Avrupa’da iş başvurularındaki öncelik sırasının değişime uğradığını belirten Cömert, “Çalışanlar için, iş ve hayat dengesini kurabilmek ve daha esnek çalışabilmek ilk tercih, ücret ikinci tercih, kariyer gelişimi ise de üçüncü sırada yer alıyor. Türkiye’de ise birinci motivasyon hala ücretler oluyor. Yeteneği bulmak kadar elde tutmak da çok daha zorlaşıyor. Çalışanlar eskiden amaç olarak gördükleri işi şimdi bir araç olarak görüyor. İş-hayat dengesi çok daha önem kazanmaya başladı. Firmaların yetenekleri elde tutabilmek için bu önceliğe dikkate alması gerekiyor. Evden ya da uzaktan çalışanlar yüzde 10 kadar daha fazla verimli olurken, iş yerine olan sadakatte ise azalma görülüyor.
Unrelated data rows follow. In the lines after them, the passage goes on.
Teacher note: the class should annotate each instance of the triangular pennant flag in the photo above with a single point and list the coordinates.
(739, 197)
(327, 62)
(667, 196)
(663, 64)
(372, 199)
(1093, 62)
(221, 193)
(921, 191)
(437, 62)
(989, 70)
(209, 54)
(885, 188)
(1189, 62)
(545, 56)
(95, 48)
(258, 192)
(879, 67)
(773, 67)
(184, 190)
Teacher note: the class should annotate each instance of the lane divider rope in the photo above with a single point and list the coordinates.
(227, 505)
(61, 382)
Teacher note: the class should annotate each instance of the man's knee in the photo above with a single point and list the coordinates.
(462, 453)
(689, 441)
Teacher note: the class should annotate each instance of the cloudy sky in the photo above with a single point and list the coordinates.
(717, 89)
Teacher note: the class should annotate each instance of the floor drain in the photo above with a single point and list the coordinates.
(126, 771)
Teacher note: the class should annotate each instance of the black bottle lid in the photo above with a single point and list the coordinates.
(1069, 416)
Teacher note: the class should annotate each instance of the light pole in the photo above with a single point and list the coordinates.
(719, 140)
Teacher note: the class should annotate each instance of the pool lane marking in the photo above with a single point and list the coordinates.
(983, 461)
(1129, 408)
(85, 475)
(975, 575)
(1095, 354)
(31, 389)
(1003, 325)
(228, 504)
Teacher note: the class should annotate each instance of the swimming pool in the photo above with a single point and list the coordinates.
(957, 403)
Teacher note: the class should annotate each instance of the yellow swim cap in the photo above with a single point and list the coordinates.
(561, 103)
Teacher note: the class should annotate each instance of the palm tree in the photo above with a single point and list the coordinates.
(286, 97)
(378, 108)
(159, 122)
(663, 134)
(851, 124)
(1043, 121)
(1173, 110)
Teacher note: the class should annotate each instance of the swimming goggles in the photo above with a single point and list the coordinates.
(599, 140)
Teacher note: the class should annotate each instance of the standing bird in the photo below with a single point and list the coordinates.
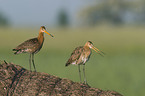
(32, 45)
(81, 55)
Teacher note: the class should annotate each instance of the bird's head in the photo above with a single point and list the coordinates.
(90, 45)
(43, 29)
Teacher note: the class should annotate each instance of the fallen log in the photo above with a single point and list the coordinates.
(18, 81)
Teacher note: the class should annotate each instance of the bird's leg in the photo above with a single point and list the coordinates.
(33, 62)
(79, 73)
(30, 62)
(85, 81)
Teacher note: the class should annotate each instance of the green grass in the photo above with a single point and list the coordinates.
(122, 69)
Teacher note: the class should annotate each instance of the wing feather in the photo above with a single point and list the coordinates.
(75, 55)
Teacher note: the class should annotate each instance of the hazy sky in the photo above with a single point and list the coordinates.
(40, 12)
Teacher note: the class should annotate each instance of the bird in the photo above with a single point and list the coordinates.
(32, 46)
(81, 55)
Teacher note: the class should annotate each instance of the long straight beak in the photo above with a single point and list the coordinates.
(98, 51)
(48, 33)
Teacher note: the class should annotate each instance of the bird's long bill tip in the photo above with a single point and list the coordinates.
(48, 33)
(98, 51)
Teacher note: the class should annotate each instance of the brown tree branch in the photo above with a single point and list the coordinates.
(17, 81)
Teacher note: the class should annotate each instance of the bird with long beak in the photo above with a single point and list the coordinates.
(32, 45)
(81, 55)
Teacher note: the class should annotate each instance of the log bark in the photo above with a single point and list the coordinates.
(18, 81)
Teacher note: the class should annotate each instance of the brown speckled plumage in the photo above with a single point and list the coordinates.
(81, 55)
(32, 45)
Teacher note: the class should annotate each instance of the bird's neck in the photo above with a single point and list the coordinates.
(41, 37)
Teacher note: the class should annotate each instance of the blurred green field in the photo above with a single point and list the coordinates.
(122, 69)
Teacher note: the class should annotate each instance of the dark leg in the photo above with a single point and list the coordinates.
(79, 73)
(33, 62)
(85, 81)
(30, 61)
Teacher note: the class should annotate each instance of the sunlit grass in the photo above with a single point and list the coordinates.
(122, 68)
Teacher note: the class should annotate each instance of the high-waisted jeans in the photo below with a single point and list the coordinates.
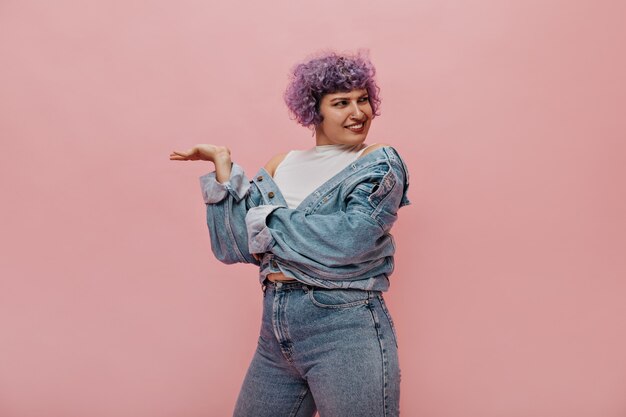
(334, 351)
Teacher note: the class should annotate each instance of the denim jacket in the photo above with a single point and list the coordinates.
(338, 237)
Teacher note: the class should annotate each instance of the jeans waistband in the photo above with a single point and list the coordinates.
(290, 285)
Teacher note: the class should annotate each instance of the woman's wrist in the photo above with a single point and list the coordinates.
(223, 164)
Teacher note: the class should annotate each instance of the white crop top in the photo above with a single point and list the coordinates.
(302, 172)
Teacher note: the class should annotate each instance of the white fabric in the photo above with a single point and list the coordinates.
(302, 172)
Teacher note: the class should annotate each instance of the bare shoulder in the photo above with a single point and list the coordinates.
(373, 147)
(273, 163)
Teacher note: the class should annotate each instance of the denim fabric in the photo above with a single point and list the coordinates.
(339, 236)
(330, 350)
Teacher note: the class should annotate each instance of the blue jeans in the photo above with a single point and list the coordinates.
(332, 351)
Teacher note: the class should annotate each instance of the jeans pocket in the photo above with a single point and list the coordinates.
(393, 327)
(338, 298)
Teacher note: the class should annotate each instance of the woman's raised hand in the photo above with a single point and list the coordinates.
(202, 152)
(219, 155)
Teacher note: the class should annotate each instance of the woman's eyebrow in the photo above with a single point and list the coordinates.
(346, 98)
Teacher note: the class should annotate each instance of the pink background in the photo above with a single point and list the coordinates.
(509, 294)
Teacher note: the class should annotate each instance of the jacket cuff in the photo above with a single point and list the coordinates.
(260, 238)
(214, 191)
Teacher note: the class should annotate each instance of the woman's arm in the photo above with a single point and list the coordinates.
(357, 234)
(226, 192)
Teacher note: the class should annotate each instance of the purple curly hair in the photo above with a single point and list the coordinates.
(327, 73)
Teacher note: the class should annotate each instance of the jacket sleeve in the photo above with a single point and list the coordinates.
(355, 235)
(226, 207)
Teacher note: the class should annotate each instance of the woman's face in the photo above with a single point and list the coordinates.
(347, 118)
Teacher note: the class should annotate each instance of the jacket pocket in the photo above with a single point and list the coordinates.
(338, 298)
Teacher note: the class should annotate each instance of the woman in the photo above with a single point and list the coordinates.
(317, 223)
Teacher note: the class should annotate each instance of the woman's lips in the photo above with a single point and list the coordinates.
(357, 127)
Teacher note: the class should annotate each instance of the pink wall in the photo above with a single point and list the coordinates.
(509, 290)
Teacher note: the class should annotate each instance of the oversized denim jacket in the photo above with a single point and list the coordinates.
(338, 237)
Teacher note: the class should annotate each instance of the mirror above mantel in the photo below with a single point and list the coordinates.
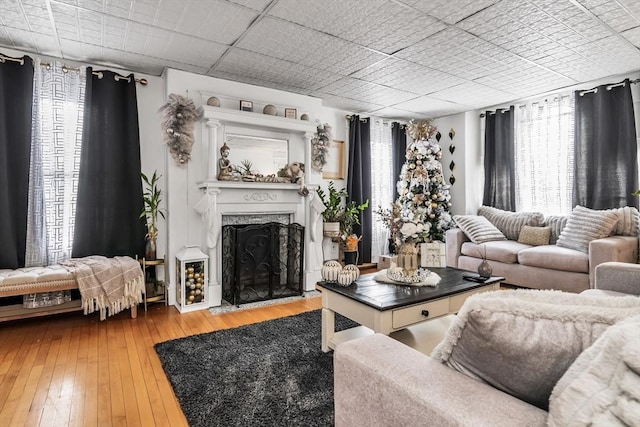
(266, 155)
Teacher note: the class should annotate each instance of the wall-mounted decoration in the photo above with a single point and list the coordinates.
(179, 116)
(213, 102)
(270, 110)
(320, 147)
(291, 113)
(334, 169)
(246, 106)
(452, 148)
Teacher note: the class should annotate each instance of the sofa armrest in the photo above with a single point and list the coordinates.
(613, 248)
(618, 276)
(454, 238)
(380, 381)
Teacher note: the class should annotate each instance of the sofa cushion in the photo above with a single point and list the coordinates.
(585, 225)
(556, 223)
(510, 223)
(523, 341)
(534, 236)
(555, 258)
(505, 251)
(602, 387)
(478, 229)
(628, 221)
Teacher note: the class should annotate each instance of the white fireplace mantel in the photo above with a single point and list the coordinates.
(233, 198)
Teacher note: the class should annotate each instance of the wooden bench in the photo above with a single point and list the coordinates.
(31, 280)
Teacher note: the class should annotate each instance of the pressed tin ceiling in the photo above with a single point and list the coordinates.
(388, 58)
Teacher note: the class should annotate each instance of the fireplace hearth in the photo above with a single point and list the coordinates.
(262, 261)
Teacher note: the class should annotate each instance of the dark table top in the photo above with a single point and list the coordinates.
(384, 296)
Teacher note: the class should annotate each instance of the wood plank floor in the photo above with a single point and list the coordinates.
(74, 370)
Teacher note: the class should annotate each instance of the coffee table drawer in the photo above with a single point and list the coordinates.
(403, 317)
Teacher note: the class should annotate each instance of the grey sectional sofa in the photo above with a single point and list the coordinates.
(379, 381)
(546, 266)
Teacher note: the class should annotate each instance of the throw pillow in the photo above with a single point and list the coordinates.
(478, 228)
(557, 223)
(602, 387)
(628, 218)
(534, 236)
(585, 225)
(510, 223)
(523, 341)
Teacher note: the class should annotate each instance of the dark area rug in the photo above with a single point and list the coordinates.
(271, 373)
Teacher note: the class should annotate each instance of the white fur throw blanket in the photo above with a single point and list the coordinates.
(107, 283)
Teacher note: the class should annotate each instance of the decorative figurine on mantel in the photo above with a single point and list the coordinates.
(225, 170)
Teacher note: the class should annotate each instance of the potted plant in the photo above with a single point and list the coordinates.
(152, 197)
(339, 217)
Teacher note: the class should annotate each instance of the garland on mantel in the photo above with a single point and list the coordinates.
(320, 147)
(179, 116)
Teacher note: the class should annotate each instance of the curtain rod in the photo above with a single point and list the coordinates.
(8, 58)
(609, 87)
(66, 69)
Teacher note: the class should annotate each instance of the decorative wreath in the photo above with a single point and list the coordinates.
(420, 130)
(179, 116)
(320, 147)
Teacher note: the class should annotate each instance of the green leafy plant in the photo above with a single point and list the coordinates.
(152, 197)
(244, 168)
(337, 210)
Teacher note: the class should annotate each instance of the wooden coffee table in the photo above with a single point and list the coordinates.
(384, 308)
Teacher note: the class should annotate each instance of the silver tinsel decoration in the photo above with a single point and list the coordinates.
(320, 147)
(179, 116)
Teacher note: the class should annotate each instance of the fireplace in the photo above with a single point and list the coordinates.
(262, 261)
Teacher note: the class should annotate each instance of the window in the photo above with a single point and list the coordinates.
(544, 155)
(381, 183)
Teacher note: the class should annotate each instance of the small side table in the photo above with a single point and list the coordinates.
(155, 290)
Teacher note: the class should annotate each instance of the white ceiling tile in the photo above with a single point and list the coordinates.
(272, 70)
(294, 43)
(382, 25)
(450, 11)
(407, 76)
(368, 92)
(383, 57)
(220, 21)
(345, 103)
(258, 5)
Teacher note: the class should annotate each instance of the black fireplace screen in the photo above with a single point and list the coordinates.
(262, 262)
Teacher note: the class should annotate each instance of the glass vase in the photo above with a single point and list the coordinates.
(150, 249)
(485, 269)
(408, 258)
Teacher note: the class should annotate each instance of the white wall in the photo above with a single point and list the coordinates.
(185, 225)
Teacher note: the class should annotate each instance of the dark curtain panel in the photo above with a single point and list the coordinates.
(16, 100)
(359, 180)
(110, 189)
(398, 152)
(605, 156)
(499, 165)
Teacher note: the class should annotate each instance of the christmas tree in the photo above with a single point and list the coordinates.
(423, 197)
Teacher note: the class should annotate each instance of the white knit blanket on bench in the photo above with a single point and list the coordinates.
(107, 284)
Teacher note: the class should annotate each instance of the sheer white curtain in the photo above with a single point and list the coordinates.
(544, 155)
(382, 183)
(58, 109)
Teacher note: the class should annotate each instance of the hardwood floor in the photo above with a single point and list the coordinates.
(73, 370)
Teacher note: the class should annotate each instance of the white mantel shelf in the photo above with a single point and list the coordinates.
(247, 185)
(227, 115)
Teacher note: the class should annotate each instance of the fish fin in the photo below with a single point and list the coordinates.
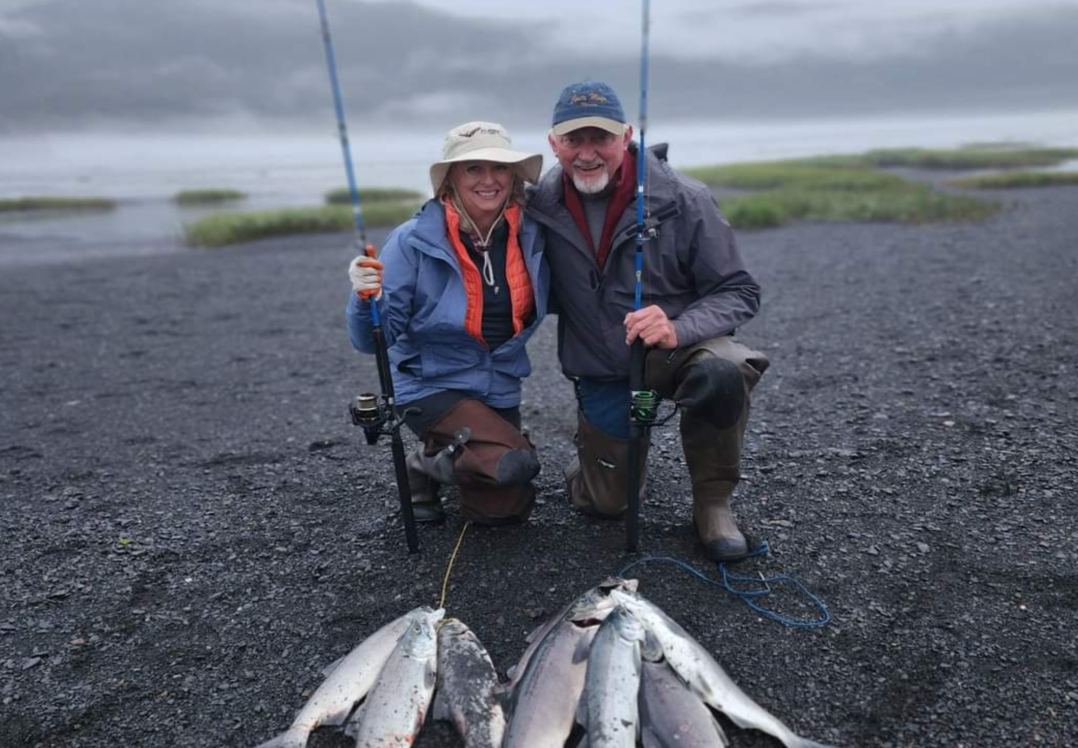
(502, 695)
(353, 728)
(440, 709)
(335, 719)
(719, 731)
(582, 710)
(332, 666)
(289, 738)
(583, 647)
(650, 739)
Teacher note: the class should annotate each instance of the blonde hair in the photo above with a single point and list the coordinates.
(447, 192)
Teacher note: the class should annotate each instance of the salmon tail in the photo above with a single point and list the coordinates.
(290, 738)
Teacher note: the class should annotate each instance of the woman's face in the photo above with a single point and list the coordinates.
(483, 188)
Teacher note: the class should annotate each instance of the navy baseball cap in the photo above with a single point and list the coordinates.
(589, 104)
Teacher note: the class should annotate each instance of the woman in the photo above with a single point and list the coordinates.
(460, 288)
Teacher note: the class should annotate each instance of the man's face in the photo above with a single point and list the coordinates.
(591, 156)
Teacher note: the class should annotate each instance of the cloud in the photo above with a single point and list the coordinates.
(136, 63)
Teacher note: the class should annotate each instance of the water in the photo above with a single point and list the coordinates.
(144, 170)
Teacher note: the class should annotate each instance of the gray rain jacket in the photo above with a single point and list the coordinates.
(691, 269)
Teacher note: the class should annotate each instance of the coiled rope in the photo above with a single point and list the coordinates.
(749, 595)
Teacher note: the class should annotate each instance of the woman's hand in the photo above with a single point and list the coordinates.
(365, 275)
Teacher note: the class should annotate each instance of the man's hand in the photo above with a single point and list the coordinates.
(365, 275)
(652, 326)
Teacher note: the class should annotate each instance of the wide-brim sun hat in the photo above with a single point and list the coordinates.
(483, 141)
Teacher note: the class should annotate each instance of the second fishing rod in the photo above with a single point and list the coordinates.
(377, 416)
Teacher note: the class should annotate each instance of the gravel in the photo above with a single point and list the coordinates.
(192, 528)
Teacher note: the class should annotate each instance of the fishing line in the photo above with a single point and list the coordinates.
(448, 569)
(748, 595)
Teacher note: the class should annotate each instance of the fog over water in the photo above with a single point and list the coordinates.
(143, 170)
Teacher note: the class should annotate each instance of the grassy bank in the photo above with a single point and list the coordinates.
(230, 229)
(809, 190)
(343, 196)
(979, 156)
(1017, 179)
(215, 196)
(41, 203)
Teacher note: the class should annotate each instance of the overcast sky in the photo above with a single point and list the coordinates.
(69, 64)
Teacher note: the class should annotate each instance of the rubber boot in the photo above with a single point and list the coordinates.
(714, 459)
(597, 479)
(426, 504)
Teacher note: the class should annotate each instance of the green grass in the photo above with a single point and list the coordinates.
(37, 203)
(208, 196)
(1017, 179)
(230, 229)
(343, 196)
(771, 175)
(913, 204)
(980, 157)
(804, 190)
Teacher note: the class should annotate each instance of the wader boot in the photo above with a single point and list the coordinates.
(714, 459)
(493, 467)
(712, 381)
(597, 478)
(426, 504)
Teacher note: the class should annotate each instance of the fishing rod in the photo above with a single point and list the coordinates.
(377, 418)
(645, 403)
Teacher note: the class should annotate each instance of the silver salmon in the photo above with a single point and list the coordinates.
(594, 599)
(397, 705)
(704, 676)
(672, 716)
(609, 708)
(346, 683)
(544, 702)
(466, 682)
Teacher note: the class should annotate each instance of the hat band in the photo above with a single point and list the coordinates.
(478, 143)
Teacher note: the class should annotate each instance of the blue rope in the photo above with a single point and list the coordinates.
(747, 595)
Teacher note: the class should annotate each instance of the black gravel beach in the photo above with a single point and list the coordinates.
(193, 528)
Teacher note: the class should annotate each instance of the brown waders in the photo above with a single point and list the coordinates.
(485, 456)
(713, 381)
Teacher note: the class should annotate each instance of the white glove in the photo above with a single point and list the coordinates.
(365, 275)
O yüzden işverenler yeniden ofiste çalışma sistemine dönmeye başladı. Türkiye’de şirketlerin yüzde 52’si beş gün ofiste çalışma sistemini benimserken diğerleri hibrit-haftanın belli günlerinde ofis ya da tamamen uzaktan çalışma sistemini uygulamayı tercih ediyor” diye konuştu.
“Yurtdışında çalışma talebi kadar eğitim talebi de artıyor”
Cömert, “Geçen yıl genellikle çalışanlar yeni iş bulmak için yurtdışını tercih ediyorken, bu yıl gençler yüksek eğitim döneminden itibaren yurtdışını tercih etmeye başladı. Türkiye’de işe başlamadan doğruca yurtdışında işe başlamayı tercih edenlerin sayısı da her geçen gün artıyor. Üst düzey profesyoneller kadar yeni mezunlar da yurtdışına gitmeyi tercih ediyorlar” dedi.